# N Scale steam locomotives



## danpuckett (Dec 31, 2014)

I am looking to purchase a DCC with sound steam locomotive. I see an abundance of "Model Power" units for sale. Can anybody give input as to the quality of these units.


----------



## BrokeCurmudgeon (Feb 8, 2016)

I


danpuckett said:


> I am looking to purchase a DCC with sound steam locomotive. I see an abundance of "Model Power" units for sale. Can anybody give input as to the quality of these units.


I have purchased three of these. All were returned due to very low sound. I really like my BLI steamer. Runs good and great sound.


----------



## CTValleyRR (Jul 26, 2014)

danpuckett said:


> I am looking to purchase a DCC with sound steam locomotive. I see an abundance of "Model Power" units for sale. Can anybody give input as to the quality of these units.


Model Power is currently owned by MRC. Their non-DCC locos are fine, if a little basic in their detailing. MRC is not known for the quality of it's decoders, though, so that might be an issue.


----------



## Brakeman Jake (Mar 8, 2009)

At this time,I believe the BLI units are the only ones available.Don't waste time,they won't be available very long.

There are the Athearn Big Boy and Challengers (with on-board Tsunamis) that are jewels,good luck trying to find one.

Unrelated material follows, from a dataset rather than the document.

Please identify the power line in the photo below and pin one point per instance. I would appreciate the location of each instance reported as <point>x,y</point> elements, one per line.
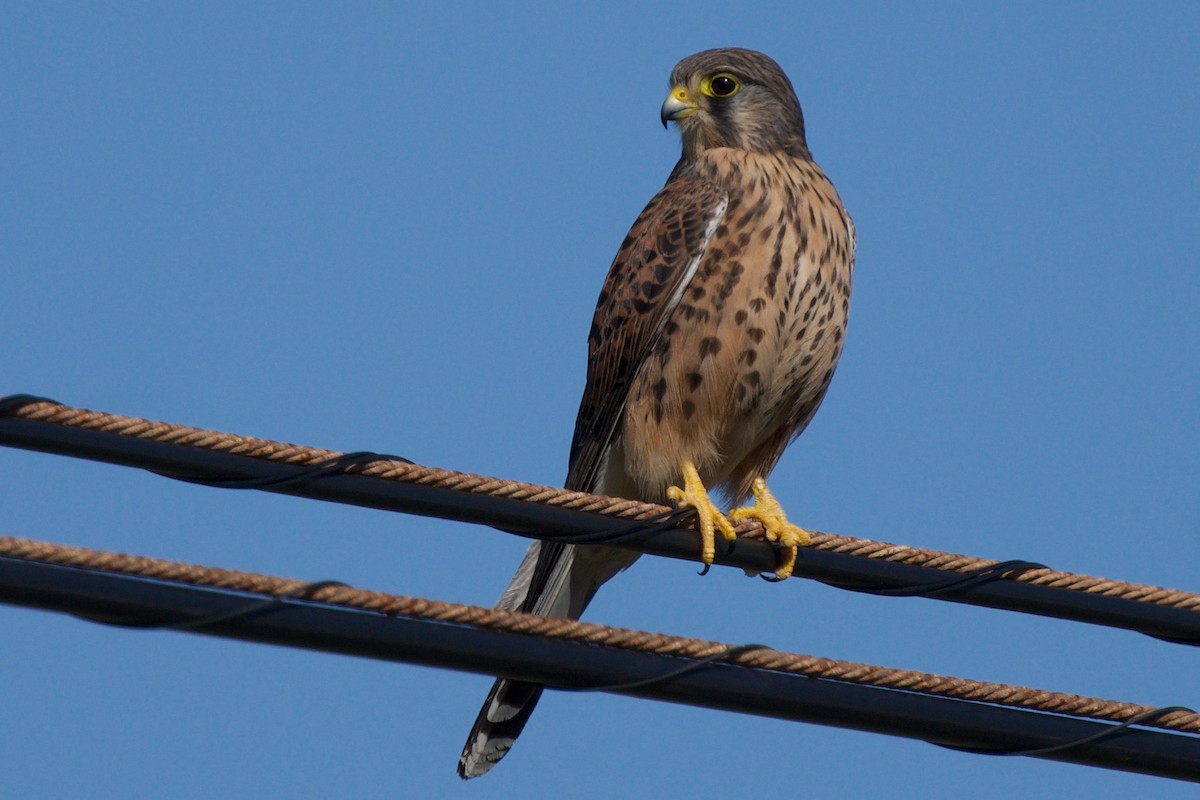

Model Power aren't great engines.I'm lucky,I have a Mikado (DCC,no sound) that is a fair runner.


----------



## Guest (Nov 20, 2017)

Trainworld has BLI and Athearn steam locos with sound in stock. This link will take you to the page.

https://www.trainworld.com/search/?...gory=84&byscale=31&road_name=&electronics=122


----------



## traction fan (Oct 5, 2014)

*N-scale sound*



danpuckett said:


> I am looking to purchase a DCC with sound steam locomotive. I see an abundance of "Model Power" units for sale. Can anybody give input as to the quality of these units.


danpucket;

This is somewhat indirect, in relation to your question, but may help as general info regarding N-scale steam, and N-scale sound. Kato makes excellent N-scale steam, but not with factory-installed DCC and sound. Tsunami makes very good DCC/sound decoders for several types of steam locomotives. If you are willing to do your own decoder installation, then the combination of these two products would give you a smooth running steamer with DCC and sound. However, while decoders have excellent sound in them, getting good sound out is dependent on the speaker. Some decoders come with tiny speakers attached. These little speakers can't reproduce a fraction of the sound quality, or volume, that the decoder itself can produce. A larger speaker, mounted in a tender, and firing downward, will drastically improve both the sound quality, and the volume. I had great results using a small, eight Ohm, speaker originally made for a laptop computer, for this job. It was a perfect fit for an N-scale tender/B-Unit/boxcar. I was lucky enough to pick some of these up at a local electronics surplus store. Of course, there are also speakers made specifically for DCC sound, and enclosures in which they can be mounted. I'd recommend using the biggest speaker you can find, that will physically fit inside the model. A speaker enclosure is often unnecessary, since the car body itself acts as a good enclosure.

good luck;

Traction Fan:smilie_daumenpos:


----------